CPU OS ENV buildtime (min) HD usage (kB)
Intel(R) Core(TM) i7-8700T CPU @ 2.40GHz Ubuntu 20.04.1 LTS Container 49:35 13288264
Intel(R) Core(TM) i7-8700T CPU @ 2.40GHz Ubuntu 20.04.1 LTS Host 31:02 12830624
Intel(R) Core(TM) i5-7500T CPU @ 2.70GHz Ubuntu 20.10 Container 69:48 12855272

In order to roll out the image and release the corresponding RAUC update bundle to our google-cloud storage gs://reswarmos do

make release

This requires gsutil to be set up and configured on your localhost. The release target will compress the image, generate a RAUC bundle and update/extend the release file config/supportedBoards.json and push everything to the google-cloud bucket.

Buildsystem

The build mechanism is basically a wrapper and an extension to Buildroot, which takes care of setting up the tool-chains, cross-compiling, constructing the root filesystem and generating the final system image. Buildroot's configuration concept bears strong similarities with the one of the Linux Kernel. In particular, both use an .ini like configuration file .config located in the respositories root directory, i.e. buildroot/.config and linux/.config.
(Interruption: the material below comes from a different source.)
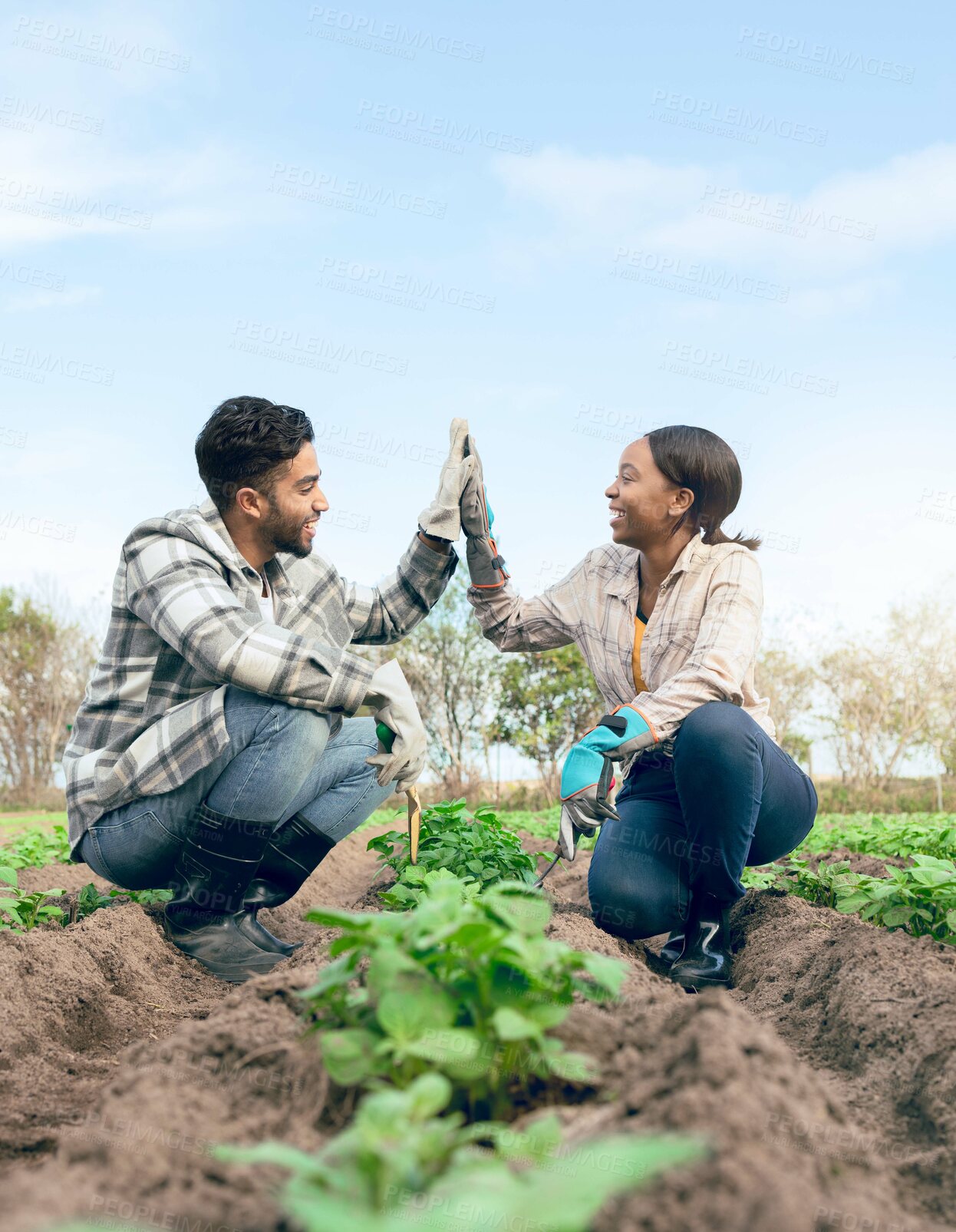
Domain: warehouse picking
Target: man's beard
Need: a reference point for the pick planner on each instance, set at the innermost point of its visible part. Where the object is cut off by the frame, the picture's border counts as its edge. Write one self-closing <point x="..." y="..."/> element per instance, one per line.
<point x="286" y="533"/>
Furthermore, they both use an an ncurses based configuration tool, which is used by make menuconfig in the parent directory of the corresponding repository.

The ReswarmOS build mechanism will use output-build as its default output directory containing the final system image and update bundles:

mario@tuxedo:~/ReswarmOS$ ls -lh output-build/
total 615M
drwxr-xr-x 16 mario mario 4,0K Jan 17 11:30 buildroot
-rwxr-xr-x  1 root  root  2,1K Okt 29 12:35 cert.pem
-rwxr-xr-x  1 root  root  3,2K Okt 29 12:35 key.pem
drwxrwxr-x  2 mario mario 4,0K Jan 17 11:53 rauc-bundle
-rw-r--r--  1 mario mario 118M Jan 17 11:53 ReswarmOS-0.5.2-raspberrypi3.raucb
-rw-r--r--  1 mario mario 433M Jan 17 11:09 ReswarmOS-light-0.5.2-raspberrypi3.img
-rw-r--r--  1 mario mario 131M Jan 17 11:52 ReswarmOS-light-0.5.2-raspberrypi3.img.gz

Henceforth, to reconfigure any board/hardware specific Buildroot configuration (.config) the simplest way is to enter the buildroot directory (cd output-build/buildroot) which is generated by the make build step and use the text-based user interface via make menuconfig. After updating and saving the configuration you may want to store it and keep it as a board's (default/custom) configuration by copying it to config/<board>/<model>/<config-name>. Note, that you have to remove any dirty marks (indicating uncommited changes in the buildroot directory) and evtl. the relative path to the root filesystem overlay (which is auto-injected when starting up the build process). For instance, we may get

$ diff config/raspberrypi/raspberrypi3/config output-build/buildroot/.config

3c3
< # Buildroot 2021.08-646-gd0298f4052 Configuration
---
> # Buildroot -gb8485dc-dirty Configuration
514c514
< BR2_ROOTFS_OVERLAY=""
---
> BR2_ROOTFS_OVERLAY="../../rootfs"

TODO Preliminary PKI for RAUC

The preliminary (without using a IronFlock Platform Root CA) setup requires the cert.pem and key.pem for validating RAUC update bundles. Currently, the validity of the certificate is extended to one year (see make targets $(OUT)key.pem $(OUT)cert.pem). The current certificate and key are located in a restricted access google-cloud bucket, i.e.

gsutil ls -lh gs://reswarmos-certs
  2.03 KiB  2022-01-18T11:46:58Z  gs://reswarmos-certs/cert.pem
  3.19 KiB  2022-01-18T11:47:03Z  gs://reswarmos-certs/key.pem
TOTAL: 2 objects, 5350 bytes (5.22 KiB)

Make sure to place these in the output-build/ directory before trying to create a RAUC update bundle.